GOWA — Kepanikan sempat terjadi di RS Syekh Yusuf Gowa saat kobaran api membesar di bagian ruang perawatan dan gedung radiologi lama pada Jumat siang. Direktur RS Syekh Yusuf Gowa, Gaffar, mengatakan bahwa petugas medis dan staf rumah sakit langsung berupaya memadamkan api menggunakan alat pemadam kebakaran (APAR) sebelum petugas pemadam tiba.
"Ada laporan dari petugas laundry yang melihat dari sayap kiri rumah sakit ini ada kabel yang terbakar," kata Gaffar kepada wartawan.
Kepanikan 15 Menit di IGD
Gaffar mengungkapkan bahwa pasien yang tengah dirawat di ruang IGD sempat panik saat api mulai membesar. Namun, situasi berhasil dikendalikan dalam waktu 15 menit pertama.
"Iya sempat panik di 15 menit pertama, namun sudah kembali kondusif. Tapi, dievakuasi ke tempat yang lebih aman," jelasnya.
Kejadian ini bertepatan dengan waktu Salat Jumat. Saat api mulai terlihat, sebagian besar karyawan rumah sakit sedang menjalankan ibadah di masjid. "Saat bersamaan juga orang lagi Salat Jumat, pas di rakaat pertama," ujar Gaffar.
Dua Gedung Terbakar, 70 Personel Dikerahkan
Kepala Bidang Pencegahan dan Penanggulangan Kebakaran Damkar Gowa, Syamsul Bahri, menyebutkan bahwa pihaknya langsung mengerahkan lima unit mobil pemadam dari Gowa dan tujuh unit dari Dinas Damkar Makassar. Total 70 personel diterjunkan untuk menjinakkan si jago merah.

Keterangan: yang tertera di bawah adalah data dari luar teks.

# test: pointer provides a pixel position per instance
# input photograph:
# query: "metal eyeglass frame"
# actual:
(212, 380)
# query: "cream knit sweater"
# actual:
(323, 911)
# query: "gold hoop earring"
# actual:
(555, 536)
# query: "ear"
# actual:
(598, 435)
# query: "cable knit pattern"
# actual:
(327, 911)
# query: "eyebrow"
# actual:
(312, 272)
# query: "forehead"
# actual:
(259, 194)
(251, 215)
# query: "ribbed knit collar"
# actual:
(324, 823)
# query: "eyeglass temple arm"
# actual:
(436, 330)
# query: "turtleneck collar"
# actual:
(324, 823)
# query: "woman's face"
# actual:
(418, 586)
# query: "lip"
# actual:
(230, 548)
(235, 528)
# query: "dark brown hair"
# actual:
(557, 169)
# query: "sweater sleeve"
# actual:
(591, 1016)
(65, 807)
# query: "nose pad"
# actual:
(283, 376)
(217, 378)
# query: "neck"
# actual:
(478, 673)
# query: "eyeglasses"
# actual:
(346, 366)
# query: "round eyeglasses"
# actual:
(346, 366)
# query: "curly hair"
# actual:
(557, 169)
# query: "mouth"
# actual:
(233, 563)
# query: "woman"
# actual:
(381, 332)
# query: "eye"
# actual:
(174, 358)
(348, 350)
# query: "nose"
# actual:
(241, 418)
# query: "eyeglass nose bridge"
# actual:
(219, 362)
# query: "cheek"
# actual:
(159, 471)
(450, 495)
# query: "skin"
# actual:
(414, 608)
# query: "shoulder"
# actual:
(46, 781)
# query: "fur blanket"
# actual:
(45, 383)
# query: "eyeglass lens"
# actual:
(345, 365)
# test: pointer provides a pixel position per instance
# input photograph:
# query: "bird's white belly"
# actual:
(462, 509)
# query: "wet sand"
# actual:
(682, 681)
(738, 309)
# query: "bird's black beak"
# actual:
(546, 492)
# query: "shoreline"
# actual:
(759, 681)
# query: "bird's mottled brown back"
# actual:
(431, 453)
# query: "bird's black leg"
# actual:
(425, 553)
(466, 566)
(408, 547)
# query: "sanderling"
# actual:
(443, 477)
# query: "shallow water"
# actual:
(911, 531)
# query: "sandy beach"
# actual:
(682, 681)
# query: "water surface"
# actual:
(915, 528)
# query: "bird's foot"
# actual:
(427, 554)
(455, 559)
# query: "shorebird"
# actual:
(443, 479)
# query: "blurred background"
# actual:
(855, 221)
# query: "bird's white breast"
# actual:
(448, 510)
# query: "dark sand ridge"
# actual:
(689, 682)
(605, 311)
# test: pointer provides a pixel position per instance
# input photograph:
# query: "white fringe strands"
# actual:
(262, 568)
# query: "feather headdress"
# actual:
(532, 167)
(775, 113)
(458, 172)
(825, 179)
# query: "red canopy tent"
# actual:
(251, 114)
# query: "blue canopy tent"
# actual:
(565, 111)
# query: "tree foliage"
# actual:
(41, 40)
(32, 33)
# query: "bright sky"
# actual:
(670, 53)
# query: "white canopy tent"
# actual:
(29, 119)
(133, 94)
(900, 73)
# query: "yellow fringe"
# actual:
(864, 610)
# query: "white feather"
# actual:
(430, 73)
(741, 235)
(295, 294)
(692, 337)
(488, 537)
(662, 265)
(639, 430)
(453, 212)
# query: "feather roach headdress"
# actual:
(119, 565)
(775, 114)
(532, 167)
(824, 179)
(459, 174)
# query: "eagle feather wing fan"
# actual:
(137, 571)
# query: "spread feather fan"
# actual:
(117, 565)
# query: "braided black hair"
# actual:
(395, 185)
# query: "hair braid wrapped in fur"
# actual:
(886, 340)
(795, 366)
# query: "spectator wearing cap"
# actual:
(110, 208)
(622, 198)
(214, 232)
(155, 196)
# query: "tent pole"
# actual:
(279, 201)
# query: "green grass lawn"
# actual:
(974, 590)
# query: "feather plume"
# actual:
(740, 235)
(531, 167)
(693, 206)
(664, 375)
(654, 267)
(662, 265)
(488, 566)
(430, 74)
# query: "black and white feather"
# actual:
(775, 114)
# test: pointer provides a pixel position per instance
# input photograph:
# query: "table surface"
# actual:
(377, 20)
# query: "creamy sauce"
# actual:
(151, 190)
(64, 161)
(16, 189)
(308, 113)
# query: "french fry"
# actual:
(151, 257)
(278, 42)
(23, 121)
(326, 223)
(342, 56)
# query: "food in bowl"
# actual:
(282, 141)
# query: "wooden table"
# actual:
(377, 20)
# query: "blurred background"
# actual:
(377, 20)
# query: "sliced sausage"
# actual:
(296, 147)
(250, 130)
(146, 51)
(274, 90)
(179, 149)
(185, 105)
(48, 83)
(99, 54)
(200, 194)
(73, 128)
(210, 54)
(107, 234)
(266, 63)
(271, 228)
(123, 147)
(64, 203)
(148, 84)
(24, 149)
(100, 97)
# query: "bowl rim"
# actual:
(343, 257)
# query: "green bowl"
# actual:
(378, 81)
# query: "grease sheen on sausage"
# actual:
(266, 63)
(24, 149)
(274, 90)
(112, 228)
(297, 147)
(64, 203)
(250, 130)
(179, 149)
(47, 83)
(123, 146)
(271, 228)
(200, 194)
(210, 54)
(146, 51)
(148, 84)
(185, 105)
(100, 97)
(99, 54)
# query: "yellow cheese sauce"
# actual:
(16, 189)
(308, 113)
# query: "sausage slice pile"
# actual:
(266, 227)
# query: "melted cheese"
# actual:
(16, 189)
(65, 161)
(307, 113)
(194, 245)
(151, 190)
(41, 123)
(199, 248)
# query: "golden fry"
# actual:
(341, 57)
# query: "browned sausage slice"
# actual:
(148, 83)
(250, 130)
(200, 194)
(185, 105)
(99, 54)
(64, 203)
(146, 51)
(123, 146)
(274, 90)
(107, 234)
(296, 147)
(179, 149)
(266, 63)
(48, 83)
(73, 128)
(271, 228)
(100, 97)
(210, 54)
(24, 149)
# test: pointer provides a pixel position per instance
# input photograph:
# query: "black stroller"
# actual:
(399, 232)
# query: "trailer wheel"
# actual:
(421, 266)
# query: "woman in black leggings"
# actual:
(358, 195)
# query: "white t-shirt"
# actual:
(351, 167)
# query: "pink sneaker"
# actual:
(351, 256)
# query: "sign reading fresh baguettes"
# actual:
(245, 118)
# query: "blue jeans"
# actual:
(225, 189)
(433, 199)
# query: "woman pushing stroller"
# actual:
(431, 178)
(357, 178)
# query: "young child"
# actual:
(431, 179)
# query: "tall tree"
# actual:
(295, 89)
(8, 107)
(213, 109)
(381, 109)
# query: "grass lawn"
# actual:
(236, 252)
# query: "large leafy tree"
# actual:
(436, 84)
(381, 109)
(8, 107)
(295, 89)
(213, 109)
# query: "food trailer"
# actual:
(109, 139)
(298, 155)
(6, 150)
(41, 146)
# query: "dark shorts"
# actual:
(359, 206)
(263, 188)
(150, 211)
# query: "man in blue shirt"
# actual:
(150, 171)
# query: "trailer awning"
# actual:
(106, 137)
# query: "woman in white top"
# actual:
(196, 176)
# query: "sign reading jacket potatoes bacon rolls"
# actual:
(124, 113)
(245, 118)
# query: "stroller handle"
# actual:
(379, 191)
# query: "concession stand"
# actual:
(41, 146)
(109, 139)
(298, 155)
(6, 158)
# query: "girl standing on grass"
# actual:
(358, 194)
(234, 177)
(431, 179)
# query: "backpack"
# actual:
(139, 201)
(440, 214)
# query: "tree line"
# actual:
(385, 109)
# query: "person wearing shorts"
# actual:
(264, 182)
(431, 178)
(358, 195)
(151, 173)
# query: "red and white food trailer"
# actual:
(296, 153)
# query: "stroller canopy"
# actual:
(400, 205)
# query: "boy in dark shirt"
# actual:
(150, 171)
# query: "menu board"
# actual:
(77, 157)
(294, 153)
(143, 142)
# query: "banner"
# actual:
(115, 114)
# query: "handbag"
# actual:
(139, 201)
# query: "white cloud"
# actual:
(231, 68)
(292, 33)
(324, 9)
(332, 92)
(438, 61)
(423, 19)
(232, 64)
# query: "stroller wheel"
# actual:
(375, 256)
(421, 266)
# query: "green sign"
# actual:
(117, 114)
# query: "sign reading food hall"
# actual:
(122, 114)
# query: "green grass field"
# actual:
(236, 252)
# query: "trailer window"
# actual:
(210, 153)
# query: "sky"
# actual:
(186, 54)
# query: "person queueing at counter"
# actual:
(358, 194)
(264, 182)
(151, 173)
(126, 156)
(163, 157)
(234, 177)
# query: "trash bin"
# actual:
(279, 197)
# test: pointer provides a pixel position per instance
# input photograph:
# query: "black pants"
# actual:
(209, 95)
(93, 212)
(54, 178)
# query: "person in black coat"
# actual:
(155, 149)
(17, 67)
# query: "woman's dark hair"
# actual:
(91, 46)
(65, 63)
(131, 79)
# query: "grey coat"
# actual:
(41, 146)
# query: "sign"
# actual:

"Setengah jam api sudah dapat kami kuasai. Kemudian setengah jam lagi itu kita melakukan pendinginan, mengurai material-material yang terbakar maupun yang berpotensi akan terbakar," kata Syamsul.
Dua gedung yang terdampak adalah gedung perlengkapan dan gedung radiologi lama. Syamsul menduga api berasal dari korsleting listrik. "Ini identifikasi awal ada dua gedung perlengkapan dan radiologi. Ini diduga berawal dari korsleting listrik," jelasnya.
Tak Ada Korban Jiwa, Kerugian Belum Dipastikan
Syamsul memastikan tidak ada korban jiwa dalam peristiwa ini. Saat ini, tim Damkar masih melakukan identifikasi dan asesmen untuk menghitung total kerugian material akibat kebakaran.
"Korban jiwa tidak ada dan saat ini, kami baru melakukan identifikasi, melakukan asesmen," katanya.
Seluruh pasien yang dievakuasi telah dipindahkan ke lokasi aman di dalam kompleks rumah sakit. Proses pendinginan dan penyisiran material sisa kebakaran masih terus dilakukan oleh petugas hingga Jumat sore.